☕ DATAGRO Primeira Chamada – Grãos ☕
3 de Julho de 2026
— < Análises DATAGRO > —
SOJA
● A primeira posição da soja na CBOT encerrou a quinta-feira (02) em alta de 0,5%, ou 5,50 pontos, a USc 1.131,75/bushel, acumulando ganho de 0,5% desde sexta-feira (26). A posição maio/27 recuou 0,3%, a USc 1.175,00/bushel. No complexo, o farelo avançou 0,4%, enquanto o óleo cedeu 0,1%. Leve viés de baixa para a abertura nesta sexta.
● Suporte com queda no dólar lá fora, expectativa de demanda pela China, e alta forte no milho.
● Fatores de pressão: as precipitações positivas nos EUA; acordo de cessar-fogo entre EUA e Irã pressiona petróleo e biocombustíveis em geral; exportações latino-americanas em ritmo consistente. Estoques trimestrais altos nos EUA; Vendas semanais dos EUA bem abaixo do esperado.
● Fatores de suporte: esmagamento e exportações EUA aquecidas; Bons embarques na última semana; Tratativas com China sobre o retorno das compras e alíquotas.
MILHO
● O contrato de primeira posição do milho na CBOT encerrou a quinta-feira (02) em alta de 1,0%, ou 4,25 pontos, a USc 425,00/bushel, acumulando ganho de 3,0% desde sexta-feira (26). Leve tendência de baixa para a abertura no pregão de hoje.

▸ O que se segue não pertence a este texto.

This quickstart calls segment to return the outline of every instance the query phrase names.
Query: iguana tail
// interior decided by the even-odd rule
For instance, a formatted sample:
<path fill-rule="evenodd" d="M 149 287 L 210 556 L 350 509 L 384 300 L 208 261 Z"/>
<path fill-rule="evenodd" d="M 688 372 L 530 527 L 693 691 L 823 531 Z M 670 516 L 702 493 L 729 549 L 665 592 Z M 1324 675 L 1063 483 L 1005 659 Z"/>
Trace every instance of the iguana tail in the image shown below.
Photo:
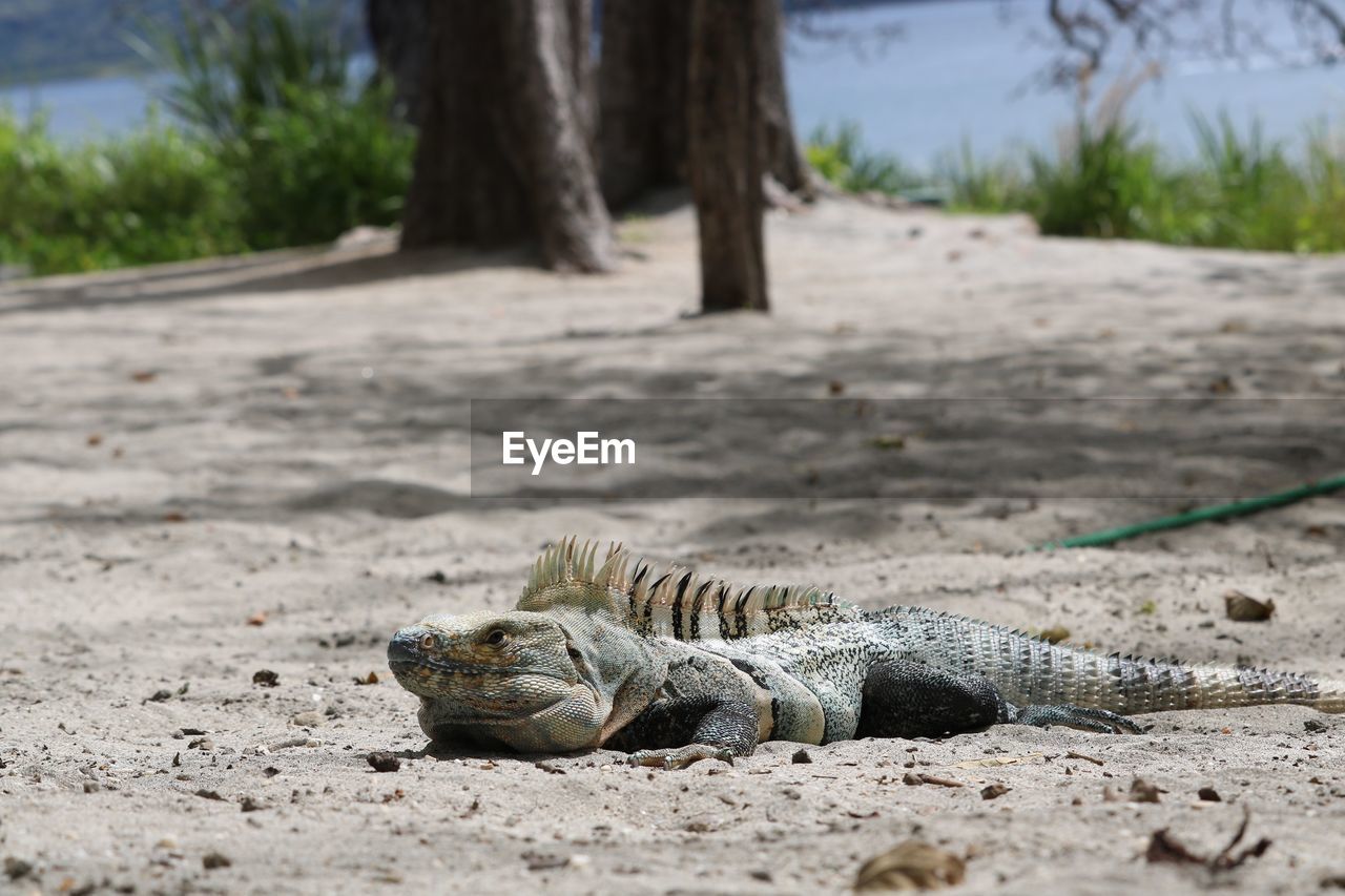
<path fill-rule="evenodd" d="M 894 644 L 935 666 L 985 675 L 1011 704 L 1073 704 L 1123 716 L 1298 704 L 1345 713 L 1345 682 L 1266 669 L 1185 665 L 1052 644 L 1020 631 L 894 607 L 873 613 Z"/>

● Nova alta forte impulsionada pelo recuo no dólar DWY, positivo relatório de registros de exportação nos EUA e preocupação com o clima seco e quente na Europa, especialmente com perdas sendo contabilizadas na França.
● Fatores de pressão: desvalorização do petróleo no mercado internacional; início da colheita do milho safrinha no Brasil; condições climáticas positivas nos EUA; expectativa de safra cheia na China limitando compras no mercado internacional; colheita avançada na Argentina.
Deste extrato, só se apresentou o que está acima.